Mayoritas dari kasus perceraian ini didominasi oleh gugatan yang diajukan oleh pihak istri. Pemicu utama di balik tingginya angka perceraian ini, menurut data pengadilan, sangat berkaitan erat dengan permasalahan fundamental dalam urusan ekonomi rumah tangga.

Lonjakan perkara ini mayoritas dipicu oleh ketidakmampuan suami dalam memenuhi kewajiban nafkah lantaran tidak memiliki sumber pekerjaan yang tetap. Hal ini menjadi titik api yang sering kali mengarah pada permohonan perceraian di wilayah Jember.
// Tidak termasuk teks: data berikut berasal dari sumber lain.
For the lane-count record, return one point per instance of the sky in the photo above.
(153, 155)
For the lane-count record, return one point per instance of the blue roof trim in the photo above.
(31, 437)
Dilansir dari Detikcom, dari total perkara yang masuk, mayoritas telah ditangani oleh majelis hakim. Sebanyak 1.779 perkara cerai gugat telah diputus oleh pengadilan.

Sementara itu, untuk kasus cerai talak yang diajukan oleh pihak suami, tercatat ada 659 perkara yang masuk. Dari jumlah tersebut, sebanyak 503 perkara cerai talak telah resmi diputus oleh PA Jember.

Humas PA Jember, Anwar, menjelaskan secara rinci mengenai latar belakang finansial yang menjadi akar keretakan rumah tangga tersebut saat diwawancarai di PA Jember pada hari Jumat (19/6/2026).

"Rata-rata itu 99 persen lah ya. Itu rata-rata ekonomi nafkah. Karena pihak suami itu tidak punya pekerjaan tetap," kata Anwar, Humas PA Jember.

Menurut penjelasan pihak pengadilan, konflik rumah tangga seringkali berawal dari persoalan yang tampak sepele, termasuk perselisihan mengenai pembiayaan kebutuhan kuota internet untuk ponsel istri.

"Sekarang rata-rata suami istri itu walaupun pendidikannya rendah, HP mesti punya. Nah, HP itu butuh kuota. Lah untuk menghidupi kebutuhan pokok tiap hari saja sudah ngos-ngosan," ujar Anwar, Humas PA Jember.